Quatro das cinco redações contratam API de modelos proprietários (OpenAI, Anthropic ou Google) com contrato empresarial que exclui treinamento com dados enviados. Uma utiliza modelo open-weight hospedado em infraestrutura própria, motivada por confidencialidade de fontes. Nenhuma permite que repórteres coloquem informação de fonte protegida em ferramentas de consumo gratuito sem anonimização.

Onde a IA não entra

Política eleitoral, investigação com fonte anônima, cobertura judicial em andamento e textos de opinião assinados seguem proibição explícita de geração automática de parágrafos publicáveis. Editores entrevistados convergem: o risco reputacional de erro factual supera o ganho de velocidade. Em março, um veículo europeu publicou obituário gerado com dados incorretos; o episódio reforçou protocolos conservadores nas redações brasileiras consultadas.

IA generativa acelera tarefas de baixo risco editorial. Publicar sem checagem humana em pauta sensível continua sendo violação de política interna nos veículos mapeados.

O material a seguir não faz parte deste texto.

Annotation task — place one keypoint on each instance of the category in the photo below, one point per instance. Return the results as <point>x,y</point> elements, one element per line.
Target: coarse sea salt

Alucinação e cobertura econômica

Testes internos reproduzidos pelo Pulso — prompts pedindo citação de dados do IBGE e do Banco Central — produziram números inventados em 23% das execuções com modelo generalista sem acesso a ferramenta de busca. Com busca habilitada, a taxa caiu para 8%, ainda inaceitável para publicação direta. Redações de economia exigem conferência em site oficial ou base contratada (Bloomberg, Refinitiv, APIs governamentais) antes de qualquer número ir ao texto.

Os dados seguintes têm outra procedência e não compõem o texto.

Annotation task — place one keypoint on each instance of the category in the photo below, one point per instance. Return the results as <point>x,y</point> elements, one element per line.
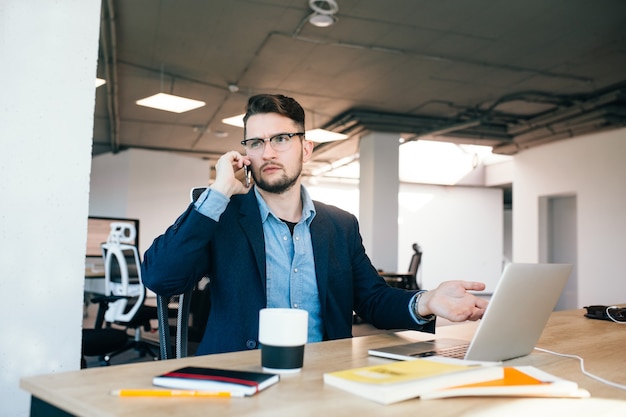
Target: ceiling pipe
<point>109,45</point>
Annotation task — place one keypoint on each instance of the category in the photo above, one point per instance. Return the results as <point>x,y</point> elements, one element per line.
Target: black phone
<point>246,171</point>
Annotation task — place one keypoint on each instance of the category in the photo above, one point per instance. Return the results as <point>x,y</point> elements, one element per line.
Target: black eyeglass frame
<point>289,135</point>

O problema não é exclusivo de português: modelos multilíngues erram nomes de programas governamentais brasileiros e confundem séries históricas. A solução adotada é RAG (retrieval augmented generation) com corpus curado — custo de implementação que apenas redações maiores ou cooperativas com financiamento dedicado conseguem manter.

Produtividade e emprego

Nenhuma das redações mapeadas reduziu quadro editorial por causa de IA em 2025 ou 2026. Duas reorientaram estagiários de tarefas de clipagem para checagem e produção de multimídia. Sindicatos de jornalistas pressionam por cláusulas em convenções coletivas sobre transparência ao leitor — até maio, dois veículos passaram a identificar em rodapé quando IA assistiu na produção, sem especificar ferramenta.

Transparência ao leitor

A Abraji recomenda declaração explícita quando conteúdo visual ou textual for gerado integralmente por IA. A prática ainda é heterogênea: newsletters automatizadas de resumo financeiro identificam o processo; portais de notícia geral raramente mencionam assistência em titulação. O debate pendente é se "assistência" inclui sugestão de título descartada e substituída — editores divergem.

Regulação em tramitação

O PL da IA no Senado prevê obrigações de transparência para conteúdo sintético em contextos de informação pública. Redações acompanham o texto, mas protocolos internos antecipam parte das exigências. O Pulso não avalia mérito da lei; registra que o ambiente regulatório influencia contratos com fornecedores de modelo e políticas de retenção de log.

Síntese

IA generativa nas redações brasileiras é ferramenta de produtividade interna, não de automação editorial completa. O gargalo é confiabilidade factual em domínio local. Investimento em checagem e em corpus proprietário separa veículos que usam IA com critério daqueles que correm risco reputacional por pressa.